= Apologia Pro Poemate Meo =

Poem by Wilfred Owen

"Apologia Pro Poemate Meo" is a poem by Wilfred Owen. It deals with the atrocities of World War I. The title means "in defence of my poetry" and is often viewed as a rebuttal to a remark in Robert Graves' letter "for God's sake cheer up and write more optimistically - the war's not ended yet but a poet should have a spirit above wars."

Alternatively, the poem is seen as a possible response to "Apologia Pro Vita Sua".

The poem deals with the themes like death of soldiers, pity of war and futility of fighting in wars.

The poem describes some of the horrors of war and how this leads to a lack of emotion and a desensitisation to death. However the key message of the poem is revealed in the final two stanzas criticizing "you" at home (contemporary readers) for using war propaganda and images as a form of entertainment "These men are worth/ Your tears: You are not worth their merriment."

The poem begins and concludes as follows:

I, too, saw God through mud—
        The mud that cracked on cheeks when wretches smiled.
        War brought more glory to their eyes than blood,
        And gave their laughs more glee than shakes a child.
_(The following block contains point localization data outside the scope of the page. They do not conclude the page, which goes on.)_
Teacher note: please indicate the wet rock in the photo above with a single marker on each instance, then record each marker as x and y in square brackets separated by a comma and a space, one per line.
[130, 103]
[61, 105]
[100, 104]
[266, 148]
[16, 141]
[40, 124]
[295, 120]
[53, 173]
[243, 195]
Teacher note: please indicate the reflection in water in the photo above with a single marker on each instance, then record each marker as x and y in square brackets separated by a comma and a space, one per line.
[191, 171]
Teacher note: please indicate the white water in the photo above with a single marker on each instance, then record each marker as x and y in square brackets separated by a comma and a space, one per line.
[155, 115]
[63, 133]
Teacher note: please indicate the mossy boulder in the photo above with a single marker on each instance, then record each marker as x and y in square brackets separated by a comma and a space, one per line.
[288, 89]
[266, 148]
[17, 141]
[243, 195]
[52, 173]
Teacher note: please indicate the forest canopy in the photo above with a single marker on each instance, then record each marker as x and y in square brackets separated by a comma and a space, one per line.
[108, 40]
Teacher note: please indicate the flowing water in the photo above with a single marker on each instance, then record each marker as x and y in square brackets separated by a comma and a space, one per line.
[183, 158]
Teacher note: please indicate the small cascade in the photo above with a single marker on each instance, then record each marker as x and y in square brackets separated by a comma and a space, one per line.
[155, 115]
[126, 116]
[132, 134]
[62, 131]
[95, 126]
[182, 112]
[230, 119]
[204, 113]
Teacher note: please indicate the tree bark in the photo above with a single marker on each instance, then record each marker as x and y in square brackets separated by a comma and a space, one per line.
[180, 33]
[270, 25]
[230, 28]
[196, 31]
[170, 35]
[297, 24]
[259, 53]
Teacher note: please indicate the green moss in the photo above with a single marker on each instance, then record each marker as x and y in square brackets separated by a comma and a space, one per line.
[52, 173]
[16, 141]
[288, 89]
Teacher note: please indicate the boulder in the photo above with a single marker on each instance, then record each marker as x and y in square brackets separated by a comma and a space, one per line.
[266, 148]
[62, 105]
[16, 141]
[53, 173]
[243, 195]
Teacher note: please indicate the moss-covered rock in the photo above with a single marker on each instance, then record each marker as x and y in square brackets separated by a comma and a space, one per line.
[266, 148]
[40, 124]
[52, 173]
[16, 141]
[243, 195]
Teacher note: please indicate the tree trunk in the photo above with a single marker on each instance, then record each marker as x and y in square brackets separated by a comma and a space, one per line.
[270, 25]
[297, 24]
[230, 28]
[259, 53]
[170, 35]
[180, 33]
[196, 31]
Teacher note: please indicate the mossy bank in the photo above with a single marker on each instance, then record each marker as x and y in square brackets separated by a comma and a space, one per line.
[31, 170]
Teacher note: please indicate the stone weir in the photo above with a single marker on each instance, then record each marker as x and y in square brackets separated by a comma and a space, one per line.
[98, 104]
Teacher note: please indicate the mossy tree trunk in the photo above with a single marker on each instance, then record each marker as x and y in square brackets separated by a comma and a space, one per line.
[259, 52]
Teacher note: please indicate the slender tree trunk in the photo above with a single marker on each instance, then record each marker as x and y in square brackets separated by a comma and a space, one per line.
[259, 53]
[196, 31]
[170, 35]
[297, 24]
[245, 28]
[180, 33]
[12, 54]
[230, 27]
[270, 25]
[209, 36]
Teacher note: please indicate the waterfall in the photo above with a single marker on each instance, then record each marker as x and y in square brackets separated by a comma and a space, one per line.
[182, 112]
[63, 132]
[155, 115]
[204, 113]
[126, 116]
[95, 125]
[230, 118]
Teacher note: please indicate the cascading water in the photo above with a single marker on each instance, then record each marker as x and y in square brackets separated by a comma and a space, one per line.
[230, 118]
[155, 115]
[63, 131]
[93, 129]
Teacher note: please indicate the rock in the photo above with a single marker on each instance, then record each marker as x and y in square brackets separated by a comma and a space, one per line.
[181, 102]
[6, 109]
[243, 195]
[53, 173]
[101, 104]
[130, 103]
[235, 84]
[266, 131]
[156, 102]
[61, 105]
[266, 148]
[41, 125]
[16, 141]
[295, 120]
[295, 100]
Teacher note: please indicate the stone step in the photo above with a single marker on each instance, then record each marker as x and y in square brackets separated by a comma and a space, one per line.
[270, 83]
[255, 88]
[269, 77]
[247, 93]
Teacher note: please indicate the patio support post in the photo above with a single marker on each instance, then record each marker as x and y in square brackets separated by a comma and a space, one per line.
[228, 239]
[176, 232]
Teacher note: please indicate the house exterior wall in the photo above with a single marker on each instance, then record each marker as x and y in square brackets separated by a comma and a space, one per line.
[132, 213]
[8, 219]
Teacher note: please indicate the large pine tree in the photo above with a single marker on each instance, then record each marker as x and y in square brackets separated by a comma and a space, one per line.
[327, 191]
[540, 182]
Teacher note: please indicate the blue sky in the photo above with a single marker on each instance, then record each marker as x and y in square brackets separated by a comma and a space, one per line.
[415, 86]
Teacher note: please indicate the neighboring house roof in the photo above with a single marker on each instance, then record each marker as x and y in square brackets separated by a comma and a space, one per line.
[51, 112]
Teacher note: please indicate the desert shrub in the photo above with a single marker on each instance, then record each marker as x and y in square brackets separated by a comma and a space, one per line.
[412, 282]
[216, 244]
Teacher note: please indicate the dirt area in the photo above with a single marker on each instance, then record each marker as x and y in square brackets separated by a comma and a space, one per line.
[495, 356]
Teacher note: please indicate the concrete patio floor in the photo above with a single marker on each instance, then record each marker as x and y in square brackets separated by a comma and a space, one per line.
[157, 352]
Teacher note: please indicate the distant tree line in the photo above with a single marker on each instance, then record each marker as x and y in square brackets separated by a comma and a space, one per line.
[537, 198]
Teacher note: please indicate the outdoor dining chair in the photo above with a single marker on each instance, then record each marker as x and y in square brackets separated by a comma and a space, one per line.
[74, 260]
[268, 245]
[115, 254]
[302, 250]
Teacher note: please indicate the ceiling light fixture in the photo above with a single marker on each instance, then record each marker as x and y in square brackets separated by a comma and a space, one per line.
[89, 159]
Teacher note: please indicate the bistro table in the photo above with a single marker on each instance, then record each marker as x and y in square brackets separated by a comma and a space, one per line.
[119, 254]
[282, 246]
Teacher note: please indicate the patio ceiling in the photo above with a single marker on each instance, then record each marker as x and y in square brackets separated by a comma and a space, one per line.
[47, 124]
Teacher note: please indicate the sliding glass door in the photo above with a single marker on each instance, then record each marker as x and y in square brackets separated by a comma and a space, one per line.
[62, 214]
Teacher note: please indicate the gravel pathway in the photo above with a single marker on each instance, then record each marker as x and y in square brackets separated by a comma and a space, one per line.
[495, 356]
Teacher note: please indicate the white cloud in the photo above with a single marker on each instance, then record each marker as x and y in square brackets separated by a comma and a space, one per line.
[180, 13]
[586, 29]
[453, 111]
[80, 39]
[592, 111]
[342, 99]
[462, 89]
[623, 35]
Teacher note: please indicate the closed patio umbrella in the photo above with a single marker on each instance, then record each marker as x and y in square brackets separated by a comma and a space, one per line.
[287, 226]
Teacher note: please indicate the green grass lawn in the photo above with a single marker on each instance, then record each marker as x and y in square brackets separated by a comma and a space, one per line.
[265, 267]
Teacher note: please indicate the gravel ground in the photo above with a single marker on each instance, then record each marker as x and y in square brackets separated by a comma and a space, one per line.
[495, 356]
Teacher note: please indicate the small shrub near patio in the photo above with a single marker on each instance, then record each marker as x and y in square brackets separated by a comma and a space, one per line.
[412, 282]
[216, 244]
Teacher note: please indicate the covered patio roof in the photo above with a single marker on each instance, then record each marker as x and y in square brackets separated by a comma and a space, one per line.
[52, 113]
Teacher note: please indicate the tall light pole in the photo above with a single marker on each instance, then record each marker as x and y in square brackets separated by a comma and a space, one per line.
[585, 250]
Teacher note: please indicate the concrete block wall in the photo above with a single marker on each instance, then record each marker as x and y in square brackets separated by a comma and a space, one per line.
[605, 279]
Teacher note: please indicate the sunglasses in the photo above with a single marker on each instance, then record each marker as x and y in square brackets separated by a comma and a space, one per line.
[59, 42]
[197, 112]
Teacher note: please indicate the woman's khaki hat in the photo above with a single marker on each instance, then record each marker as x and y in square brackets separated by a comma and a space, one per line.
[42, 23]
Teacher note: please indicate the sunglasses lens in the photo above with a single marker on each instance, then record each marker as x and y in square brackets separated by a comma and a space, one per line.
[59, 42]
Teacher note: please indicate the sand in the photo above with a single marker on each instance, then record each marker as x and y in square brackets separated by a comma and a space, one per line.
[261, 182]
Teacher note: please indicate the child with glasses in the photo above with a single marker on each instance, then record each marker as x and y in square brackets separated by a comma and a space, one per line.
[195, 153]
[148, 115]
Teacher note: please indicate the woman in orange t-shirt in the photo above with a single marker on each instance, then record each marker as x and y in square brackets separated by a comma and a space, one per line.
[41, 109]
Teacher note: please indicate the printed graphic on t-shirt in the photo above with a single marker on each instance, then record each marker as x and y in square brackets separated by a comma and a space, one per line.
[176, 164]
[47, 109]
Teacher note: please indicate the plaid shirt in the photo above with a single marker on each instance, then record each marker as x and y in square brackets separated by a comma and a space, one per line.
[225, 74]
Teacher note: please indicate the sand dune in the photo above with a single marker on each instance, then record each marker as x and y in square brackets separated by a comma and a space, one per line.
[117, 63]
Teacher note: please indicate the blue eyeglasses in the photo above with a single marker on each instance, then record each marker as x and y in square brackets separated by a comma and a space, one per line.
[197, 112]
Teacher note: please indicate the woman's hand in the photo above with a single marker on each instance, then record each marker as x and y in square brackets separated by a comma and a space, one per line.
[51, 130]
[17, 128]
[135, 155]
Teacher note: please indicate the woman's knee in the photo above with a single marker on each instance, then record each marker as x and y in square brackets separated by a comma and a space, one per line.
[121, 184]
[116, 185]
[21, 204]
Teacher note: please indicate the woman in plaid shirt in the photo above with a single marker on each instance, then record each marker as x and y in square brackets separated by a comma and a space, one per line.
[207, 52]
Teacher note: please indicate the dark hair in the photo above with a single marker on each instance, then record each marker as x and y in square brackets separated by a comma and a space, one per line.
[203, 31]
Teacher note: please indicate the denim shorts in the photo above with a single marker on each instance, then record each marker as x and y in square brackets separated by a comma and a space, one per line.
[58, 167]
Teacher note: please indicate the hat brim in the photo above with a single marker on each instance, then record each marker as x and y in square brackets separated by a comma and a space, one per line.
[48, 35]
Merry it was to laugh there—
        Where death becomes absurd and life absurder.
        For power was on us as we slashed bones bare
        Not to feel sickness or remorse of murder.
...
Nevertheless, except you share
        With them in hell the sorrowful dark of hell,
        Whose world is but the trembling of a flare,
        And heaven but as the highway for a shell,

You shall not hear their mirth:
        You shall not come to think them well content
        By any jest of mine. These men are worth
        Your tears: You are not worth their merriment.